Gas Buddy’s report also revealed about quality restrooms. Significantly, it laid emphasis on the cleanliness and quality of rooms. Ironically, it would probably influence nearly 42 percent of consumers. Finally, definitely influence 27.19 percent.
“Every restroom visit is a sales opportunity. It’s a chance to connect with fuel-only customers who would otherwise rarely, never. Wander inside the store. Unfortunately, retailers who provide outdated, dirty, or poorly maintained facilities. They have not equipped to leverage this opportunity.” Therefore, Gas Buddy stated something about the restrooms. He said that they are like a “litmus test for the store’s overall quality.”
Offers and promotions drive sales, Gas Buddy
Beyond the look and feel of a store. Convenience store retailers need to reach fuel-only consumers where they are — on their phones. According to Gas Buddy. More than half of the consumers look at their smartphones. This is while refueling in the Gas station. Therefore, the demographics reveal that 3 out of 4 consumers are between 18 to 34.
“This opens many opportunities to drive in-store sales through relevant offers and promotions,” the report noted.
Fuel discounts can hit the spot. In a recent Gas Buddy study. A huge 65 percent of consumers said gas prices impact their ability to spend money. Ironically, on other items and services due to the huge prices.
Relevant orders also deliver results
When asked which kinds of mobile ads influence their decision to visit a convenience store brand, consumers said:
They are interested in Healthy food options and redeemable coupons. In addition to this, loyalty rewards also for convenience store products. Amazingly, some consumers were highly interested in loyalty rewards for fuel savings.

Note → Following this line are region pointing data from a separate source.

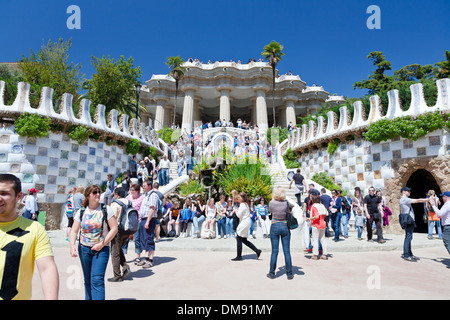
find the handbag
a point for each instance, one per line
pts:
(291, 221)
(405, 219)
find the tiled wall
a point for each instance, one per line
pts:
(56, 163)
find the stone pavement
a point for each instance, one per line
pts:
(201, 269)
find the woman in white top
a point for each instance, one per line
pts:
(31, 208)
(243, 228)
(210, 212)
(96, 233)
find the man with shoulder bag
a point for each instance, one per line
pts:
(118, 259)
(407, 220)
(373, 209)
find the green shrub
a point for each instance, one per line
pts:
(32, 125)
(325, 181)
(79, 133)
(290, 159)
(246, 177)
(282, 134)
(192, 186)
(133, 146)
(332, 146)
(169, 135)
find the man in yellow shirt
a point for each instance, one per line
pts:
(22, 243)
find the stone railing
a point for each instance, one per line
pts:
(123, 128)
(314, 135)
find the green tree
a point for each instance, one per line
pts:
(273, 53)
(177, 72)
(113, 84)
(444, 66)
(415, 72)
(12, 76)
(378, 81)
(50, 68)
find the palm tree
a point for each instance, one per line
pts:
(177, 72)
(272, 52)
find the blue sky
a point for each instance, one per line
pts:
(326, 42)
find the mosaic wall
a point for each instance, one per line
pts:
(362, 163)
(56, 163)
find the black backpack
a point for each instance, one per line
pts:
(129, 218)
(105, 217)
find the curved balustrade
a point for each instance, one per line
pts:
(313, 134)
(125, 127)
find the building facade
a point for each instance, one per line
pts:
(229, 91)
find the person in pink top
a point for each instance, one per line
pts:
(136, 199)
(317, 218)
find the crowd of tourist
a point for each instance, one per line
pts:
(187, 151)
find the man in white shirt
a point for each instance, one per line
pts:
(444, 214)
(164, 166)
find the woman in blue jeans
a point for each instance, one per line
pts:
(97, 231)
(279, 230)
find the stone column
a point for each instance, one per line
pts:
(261, 110)
(159, 114)
(224, 105)
(290, 112)
(188, 110)
(281, 117)
(168, 115)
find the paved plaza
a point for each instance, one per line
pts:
(201, 269)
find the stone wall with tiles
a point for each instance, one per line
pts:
(386, 165)
(55, 163)
(362, 163)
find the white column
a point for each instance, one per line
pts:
(168, 115)
(224, 105)
(290, 113)
(188, 111)
(159, 114)
(261, 110)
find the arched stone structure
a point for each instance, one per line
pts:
(438, 167)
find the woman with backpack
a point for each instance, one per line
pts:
(243, 228)
(97, 226)
(279, 230)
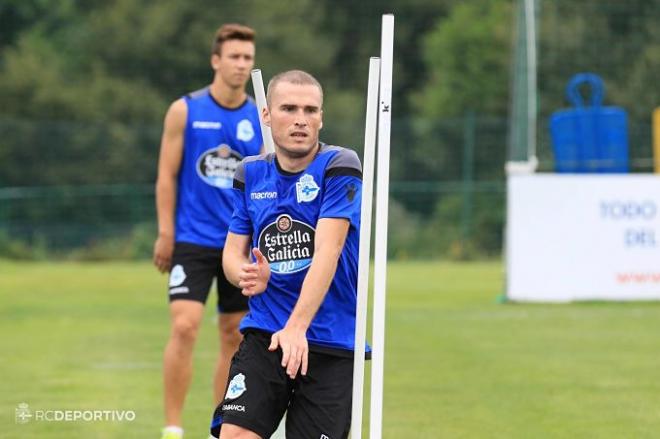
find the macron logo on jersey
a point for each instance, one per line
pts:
(207, 125)
(263, 195)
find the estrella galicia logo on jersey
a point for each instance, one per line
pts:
(218, 165)
(306, 189)
(236, 387)
(288, 244)
(244, 130)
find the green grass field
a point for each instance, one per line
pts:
(458, 364)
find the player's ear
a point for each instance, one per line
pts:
(265, 116)
(215, 61)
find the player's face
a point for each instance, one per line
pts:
(234, 62)
(295, 118)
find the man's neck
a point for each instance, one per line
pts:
(226, 96)
(297, 164)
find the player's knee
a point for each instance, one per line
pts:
(184, 329)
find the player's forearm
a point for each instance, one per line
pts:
(235, 254)
(165, 205)
(315, 286)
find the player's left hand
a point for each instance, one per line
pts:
(295, 350)
(253, 278)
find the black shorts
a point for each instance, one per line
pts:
(317, 405)
(192, 273)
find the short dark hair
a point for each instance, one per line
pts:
(231, 31)
(297, 77)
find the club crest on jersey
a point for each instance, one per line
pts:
(306, 189)
(218, 165)
(244, 130)
(236, 387)
(287, 244)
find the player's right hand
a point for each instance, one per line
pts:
(163, 249)
(253, 278)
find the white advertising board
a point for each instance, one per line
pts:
(583, 237)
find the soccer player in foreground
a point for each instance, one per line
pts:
(292, 248)
(205, 135)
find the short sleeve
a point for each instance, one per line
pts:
(240, 220)
(342, 193)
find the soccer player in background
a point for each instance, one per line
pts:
(206, 134)
(297, 213)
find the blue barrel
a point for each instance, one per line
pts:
(589, 138)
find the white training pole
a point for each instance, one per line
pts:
(365, 247)
(260, 96)
(269, 146)
(530, 30)
(380, 257)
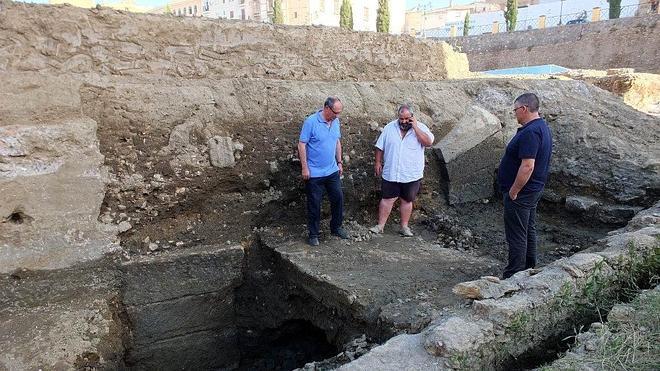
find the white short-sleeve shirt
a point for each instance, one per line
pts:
(403, 157)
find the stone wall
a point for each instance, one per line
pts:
(110, 42)
(180, 309)
(513, 316)
(627, 42)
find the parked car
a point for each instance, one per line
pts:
(582, 18)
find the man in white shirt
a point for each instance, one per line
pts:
(401, 146)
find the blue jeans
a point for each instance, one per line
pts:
(520, 230)
(315, 187)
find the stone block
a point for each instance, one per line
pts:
(475, 127)
(616, 214)
(178, 317)
(471, 176)
(204, 350)
(551, 279)
(502, 311)
(580, 265)
(471, 152)
(458, 336)
(580, 204)
(221, 152)
(181, 273)
(484, 289)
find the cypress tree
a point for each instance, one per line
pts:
(278, 16)
(383, 17)
(615, 9)
(511, 14)
(466, 24)
(346, 15)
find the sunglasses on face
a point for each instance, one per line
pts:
(333, 111)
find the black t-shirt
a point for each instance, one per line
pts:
(533, 140)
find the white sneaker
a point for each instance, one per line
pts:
(376, 229)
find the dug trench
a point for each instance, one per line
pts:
(213, 271)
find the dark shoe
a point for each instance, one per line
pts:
(341, 233)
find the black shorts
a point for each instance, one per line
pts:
(407, 191)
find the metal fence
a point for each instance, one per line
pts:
(586, 16)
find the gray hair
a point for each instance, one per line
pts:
(530, 100)
(404, 107)
(330, 102)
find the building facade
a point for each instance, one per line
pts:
(306, 12)
(326, 13)
(420, 19)
(253, 10)
(185, 8)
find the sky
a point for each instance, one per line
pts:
(409, 3)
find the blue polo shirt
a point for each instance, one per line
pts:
(321, 144)
(533, 140)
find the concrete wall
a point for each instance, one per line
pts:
(629, 42)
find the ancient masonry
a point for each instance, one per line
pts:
(150, 210)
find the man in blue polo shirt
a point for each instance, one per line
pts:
(522, 176)
(319, 148)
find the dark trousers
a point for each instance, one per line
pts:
(315, 187)
(520, 230)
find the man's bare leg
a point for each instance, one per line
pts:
(384, 210)
(406, 212)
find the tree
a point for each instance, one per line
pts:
(511, 14)
(278, 16)
(383, 17)
(615, 9)
(466, 24)
(346, 15)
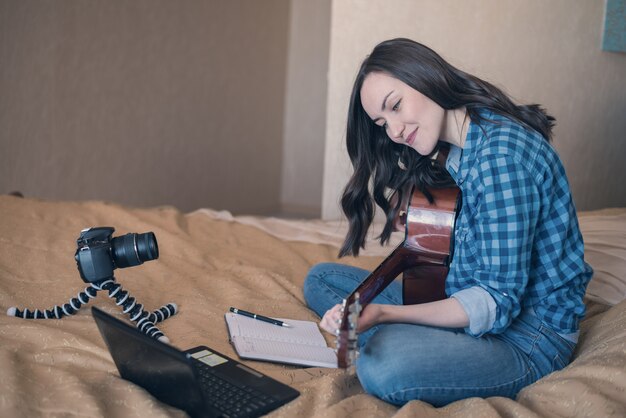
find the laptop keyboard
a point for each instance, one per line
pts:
(234, 401)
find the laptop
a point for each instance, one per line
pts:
(201, 381)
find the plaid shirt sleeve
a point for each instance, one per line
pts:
(506, 206)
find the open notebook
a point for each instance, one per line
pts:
(302, 343)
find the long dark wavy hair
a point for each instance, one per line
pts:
(384, 171)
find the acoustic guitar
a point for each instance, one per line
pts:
(423, 257)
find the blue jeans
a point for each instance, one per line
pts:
(402, 362)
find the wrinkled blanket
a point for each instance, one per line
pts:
(209, 261)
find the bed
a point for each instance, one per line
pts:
(210, 260)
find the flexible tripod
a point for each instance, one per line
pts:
(145, 321)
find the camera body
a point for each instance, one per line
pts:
(98, 253)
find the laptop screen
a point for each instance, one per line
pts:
(162, 370)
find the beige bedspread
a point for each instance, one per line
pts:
(210, 261)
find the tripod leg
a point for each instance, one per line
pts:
(133, 309)
(163, 313)
(58, 311)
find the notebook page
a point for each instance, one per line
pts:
(300, 332)
(282, 352)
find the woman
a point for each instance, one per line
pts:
(517, 277)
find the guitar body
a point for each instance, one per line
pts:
(423, 257)
(429, 231)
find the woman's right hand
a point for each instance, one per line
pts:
(332, 319)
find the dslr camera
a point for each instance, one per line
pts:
(98, 254)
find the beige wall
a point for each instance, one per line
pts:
(241, 104)
(305, 108)
(539, 51)
(144, 102)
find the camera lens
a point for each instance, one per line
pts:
(133, 249)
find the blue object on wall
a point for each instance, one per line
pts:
(614, 36)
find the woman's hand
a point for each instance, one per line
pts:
(332, 319)
(370, 316)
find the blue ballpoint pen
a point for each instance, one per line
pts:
(259, 317)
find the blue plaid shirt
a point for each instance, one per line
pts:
(518, 246)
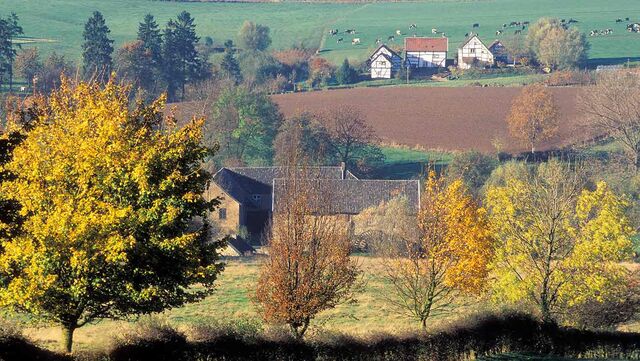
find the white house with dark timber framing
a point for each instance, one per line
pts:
(500, 52)
(422, 52)
(384, 63)
(473, 52)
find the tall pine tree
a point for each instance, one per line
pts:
(150, 36)
(182, 63)
(9, 29)
(229, 65)
(97, 48)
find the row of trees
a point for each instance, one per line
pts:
(546, 240)
(251, 131)
(551, 44)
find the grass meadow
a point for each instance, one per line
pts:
(371, 313)
(58, 24)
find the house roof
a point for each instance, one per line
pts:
(240, 245)
(426, 44)
(393, 53)
(242, 182)
(471, 38)
(494, 43)
(352, 196)
(387, 57)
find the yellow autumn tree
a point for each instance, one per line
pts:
(558, 244)
(112, 211)
(448, 256)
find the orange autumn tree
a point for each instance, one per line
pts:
(309, 269)
(534, 116)
(447, 258)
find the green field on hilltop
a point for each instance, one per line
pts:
(58, 24)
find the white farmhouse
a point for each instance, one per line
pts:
(384, 63)
(426, 52)
(473, 52)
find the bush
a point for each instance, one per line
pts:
(483, 335)
(15, 347)
(568, 77)
(151, 340)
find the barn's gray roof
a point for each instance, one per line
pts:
(351, 196)
(241, 182)
(240, 246)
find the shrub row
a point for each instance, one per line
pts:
(483, 335)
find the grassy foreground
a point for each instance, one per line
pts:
(57, 24)
(232, 303)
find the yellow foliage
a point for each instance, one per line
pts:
(557, 243)
(107, 195)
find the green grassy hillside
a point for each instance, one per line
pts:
(58, 24)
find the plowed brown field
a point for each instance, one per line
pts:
(438, 118)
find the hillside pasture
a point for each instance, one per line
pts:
(447, 119)
(60, 22)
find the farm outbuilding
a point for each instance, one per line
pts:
(384, 63)
(422, 52)
(500, 52)
(473, 52)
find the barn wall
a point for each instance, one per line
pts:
(232, 223)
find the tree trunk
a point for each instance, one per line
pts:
(67, 337)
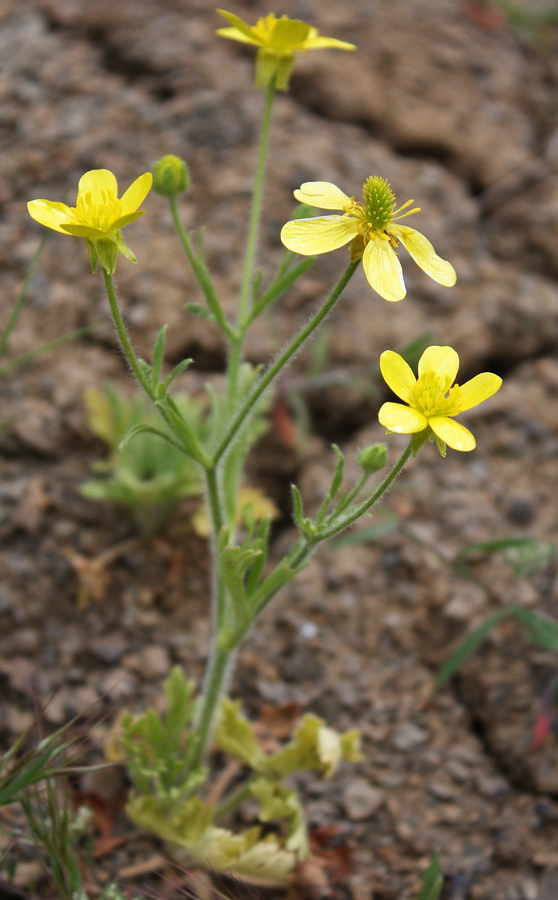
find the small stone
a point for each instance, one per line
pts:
(361, 800)
(155, 662)
(109, 649)
(492, 785)
(441, 790)
(25, 641)
(408, 736)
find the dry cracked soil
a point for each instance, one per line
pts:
(457, 108)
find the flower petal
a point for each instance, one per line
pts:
(452, 433)
(234, 34)
(322, 194)
(320, 235)
(317, 43)
(478, 389)
(424, 255)
(84, 231)
(52, 215)
(288, 34)
(100, 183)
(240, 30)
(443, 361)
(397, 374)
(125, 220)
(402, 419)
(383, 269)
(136, 193)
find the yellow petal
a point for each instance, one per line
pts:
(100, 183)
(424, 255)
(402, 419)
(310, 236)
(383, 269)
(125, 220)
(322, 194)
(52, 215)
(234, 34)
(478, 389)
(288, 34)
(397, 374)
(318, 43)
(452, 433)
(136, 193)
(241, 28)
(84, 231)
(443, 361)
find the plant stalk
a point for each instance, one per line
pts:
(281, 361)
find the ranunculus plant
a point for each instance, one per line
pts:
(167, 753)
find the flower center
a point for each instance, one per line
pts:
(434, 397)
(379, 202)
(98, 215)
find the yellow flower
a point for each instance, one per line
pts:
(277, 41)
(432, 401)
(98, 215)
(371, 226)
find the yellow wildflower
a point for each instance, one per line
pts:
(98, 215)
(432, 401)
(371, 227)
(277, 41)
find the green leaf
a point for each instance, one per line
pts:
(235, 736)
(432, 881)
(180, 367)
(280, 802)
(234, 563)
(469, 645)
(179, 694)
(314, 746)
(183, 429)
(281, 575)
(541, 630)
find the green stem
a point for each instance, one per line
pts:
(244, 300)
(305, 545)
(282, 361)
(177, 423)
(234, 799)
(30, 355)
(125, 342)
(217, 586)
(366, 505)
(20, 299)
(200, 271)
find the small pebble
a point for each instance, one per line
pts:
(408, 736)
(361, 800)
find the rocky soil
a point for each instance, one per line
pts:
(458, 110)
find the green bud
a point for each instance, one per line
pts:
(372, 458)
(171, 176)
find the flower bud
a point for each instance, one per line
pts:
(170, 176)
(372, 458)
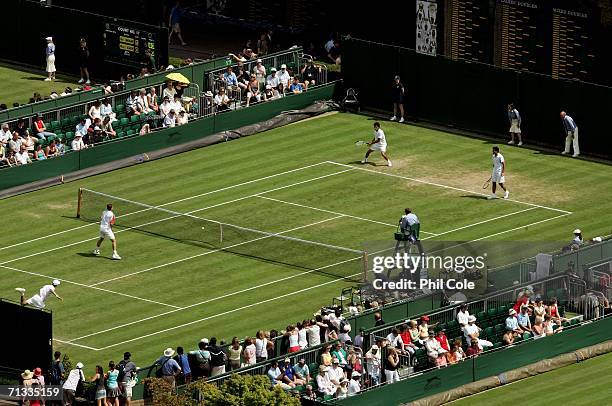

The Canopy to the Store report also found about a rewards program. It said that nearly 71 percent of consumers surveyed belong to a rewards program. This was for a c-store or gas station. Of those, 48.78 percent use a rewards program very frequently. 34.2 percent somewhat frequently, 12.84 percent somewhat rarely, and only 4.17 percent very rarely.
Minimal savings and discounts on products consumers don’t purchase are among the reasons why they rarely use a rewards program.
A c-store retailer can change consumers’ minds. However, if the program offers consumers the ability to: build up points to spend on what they choose; earn discounts on fuel for in-store purchases, and get discounts on products they purchase daily or weekly.